Eggs Bennett 22-10
May 28, 2022
The Killer Contracts series concludes with this seventh and final article. In six previous articles I addressed Shea Weber, Jeff Petry, Brendan Gallagher, Paul Byron, Joel Armia and David Savard. You can find them all at habather.ca. For my final stop, I’m considering Mike Hoffman.
Seven may be the symbolic number of completeness, but in this context it only points to a complete salary cap nightmare that has been left behind by former GM Marc Bergevin. The new leadership duo of Kent Hughes and Jeff Gorton (HuGo) will spend the summer trying to chip away at the mass of challenging financial commitments left in Bergevin’s wake.
Not every killer contract will be addressed this summer – this process is a marathon, not a sprint. We can be sure that some contracts will be moved, and just as sure that some of them will be both on the books and on the ice next season.
The Contract Background
Mike Hoffman will turn 33 in November, in the second year of a 3-year, $13.5M contract that has an AAV of $4.5M. The contract has neither signing bonuses or trade protection to consider.
How did this killer contract come to be?
Hoffman was drafted by the Ottawa Senators in the fifth round of the 2009 draft at 130th overall. He developed for another year in the QMJHL before signing his entry-level contract with Ottawa. Hoffman split one season between the ECHL and the AHL, and then three seasons between Ottawa and the AHL. The 2014-15 season was Hoffman’s first complete NHL season, and he would go on to play four more years there.
Following his ELC, Hoffman signed three one-year contracts with the Senators before signing a four-year deal in the summer of 2016. In the summer of 2018, he was traded to Florida, then signed a one-year free agent contract with the St. Louis Blues in the summer of 2020.
In the summer of 2021, Bergevin signed Hoffman as an unrestricted free agent to his current contract.
Square peg, round hole. That’s the killer. Hoffman is not exactly a one-trick pony, but you might not spot the difference immediately. His bread and butter are the power play, and Bergevin added Hoffman to a team whose power play had been abysmal for years. While the Habs lacked a bona fide quarterback and employed a suspect system, Hoffman struggled to bring the same level of effectiveness on the man advantage that he had known with previous teams.
Adding Hoffman was a Bergevin Hail Mary to try and help a power play he had not appropriately addressed, year after year, since Andrei Markov’s departure. Let’s just say it did not end in a touchdown, and it was nonsensical to expect that it would.
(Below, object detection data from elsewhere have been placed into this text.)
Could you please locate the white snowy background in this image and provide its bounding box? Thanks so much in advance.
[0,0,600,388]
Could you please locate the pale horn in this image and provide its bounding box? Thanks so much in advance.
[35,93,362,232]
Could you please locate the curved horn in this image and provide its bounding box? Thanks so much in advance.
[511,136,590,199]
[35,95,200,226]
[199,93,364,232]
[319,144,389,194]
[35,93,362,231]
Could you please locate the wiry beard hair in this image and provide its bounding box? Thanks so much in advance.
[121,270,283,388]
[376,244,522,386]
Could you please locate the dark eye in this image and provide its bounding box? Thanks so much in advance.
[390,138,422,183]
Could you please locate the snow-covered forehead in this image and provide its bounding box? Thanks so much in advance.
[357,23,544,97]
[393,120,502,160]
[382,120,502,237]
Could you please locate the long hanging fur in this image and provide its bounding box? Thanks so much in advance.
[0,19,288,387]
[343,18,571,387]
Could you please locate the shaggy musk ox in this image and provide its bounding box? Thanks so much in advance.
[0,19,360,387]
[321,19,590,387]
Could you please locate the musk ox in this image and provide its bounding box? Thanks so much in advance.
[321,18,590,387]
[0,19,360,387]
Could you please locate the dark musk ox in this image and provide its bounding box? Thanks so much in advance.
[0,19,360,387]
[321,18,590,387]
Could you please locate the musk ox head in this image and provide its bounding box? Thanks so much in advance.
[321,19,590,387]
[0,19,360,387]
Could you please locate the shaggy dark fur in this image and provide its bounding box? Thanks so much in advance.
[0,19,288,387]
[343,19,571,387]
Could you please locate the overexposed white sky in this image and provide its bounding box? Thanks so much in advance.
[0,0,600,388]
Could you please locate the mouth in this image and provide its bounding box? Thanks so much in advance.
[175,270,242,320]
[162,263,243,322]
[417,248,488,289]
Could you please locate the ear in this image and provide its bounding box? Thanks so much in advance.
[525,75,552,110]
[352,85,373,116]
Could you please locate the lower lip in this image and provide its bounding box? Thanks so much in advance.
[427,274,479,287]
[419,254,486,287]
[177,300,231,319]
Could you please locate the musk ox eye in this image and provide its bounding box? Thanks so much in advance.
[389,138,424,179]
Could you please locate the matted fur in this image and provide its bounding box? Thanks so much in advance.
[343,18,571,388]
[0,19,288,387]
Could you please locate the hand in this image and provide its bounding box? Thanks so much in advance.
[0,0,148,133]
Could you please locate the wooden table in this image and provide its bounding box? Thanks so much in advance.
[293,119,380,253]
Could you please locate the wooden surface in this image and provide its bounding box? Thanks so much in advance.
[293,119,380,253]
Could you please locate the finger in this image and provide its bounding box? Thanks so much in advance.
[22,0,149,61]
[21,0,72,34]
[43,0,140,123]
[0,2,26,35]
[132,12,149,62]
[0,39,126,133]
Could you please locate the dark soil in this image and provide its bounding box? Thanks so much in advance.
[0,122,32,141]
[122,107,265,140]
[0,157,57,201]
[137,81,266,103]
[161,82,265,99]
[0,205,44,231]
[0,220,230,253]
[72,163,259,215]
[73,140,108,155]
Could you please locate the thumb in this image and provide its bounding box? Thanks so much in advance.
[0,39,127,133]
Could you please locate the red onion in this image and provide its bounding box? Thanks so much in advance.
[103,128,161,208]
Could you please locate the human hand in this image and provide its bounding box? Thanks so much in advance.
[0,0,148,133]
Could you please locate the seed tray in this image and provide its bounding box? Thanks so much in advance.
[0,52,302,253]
The contract is entirely tradeable – for the right fit, this contract is not a killer by any means. On a cap-strapped team that has several important holes to fill, spending 5.5% of your entire cap hit on a limited-tricks pony is a killer… but it’s a killer that can and will be addressed.
When considering fixers, I’m considering two kinds of teams and two trade junctures.
The ideal trade candidate, in my view, is the truly competitive team that could use some additional power play prowess. This team would add Hoffman to help the power play, not fix it. The best juncture for this team would probably be at the upcoming trade deadline, when secondary scoring is being addressed and final pieces added to help a team over the hump for the playoffs.
We can’t know which teams will be in that boat come trade deadline next year, but I can speak to the teams from this past season that might have been good candidates, as examples.
Los Angeles Kings – The Kings were the playoff team with the worst power play percentage heading into the playoffs at just 16%. One glance at how their man advantage lined up in the post-season, and it’s not hard to see where Hoffman could have helped.
Washington Capitals – The Capitals struggled offensively in the playoffs and heading in their power play was striking at under 19%. Could they have used another offensive weapon?
The Minnesota Wild and the Pittsburgh Penguins were playoff teams whose man advantage ran at 20% during the regular season who might have found a use for Hoffman.
The second kind of team is the rebuilding and nearly ready team that has plenty of cap space and can make use of a solid veteran while some kids develop. If HuGo wishes to move Hoffman in the summer, this is the kind of team he might target. The Detroit Red Wings is one such team who might also benefit from the power play boost.
Mike Hoffman will not finish his contract with the Montreal Canadiens, and my expectation is that he will not even finish the second year. The Habs can replace his production (surprisingly) with a younger and cheaper Rem Pitlick while they rebuild. Between now and trade deadline for the upcoming season, Hoffman will be moved to a team that can make the best use of his power play prowess.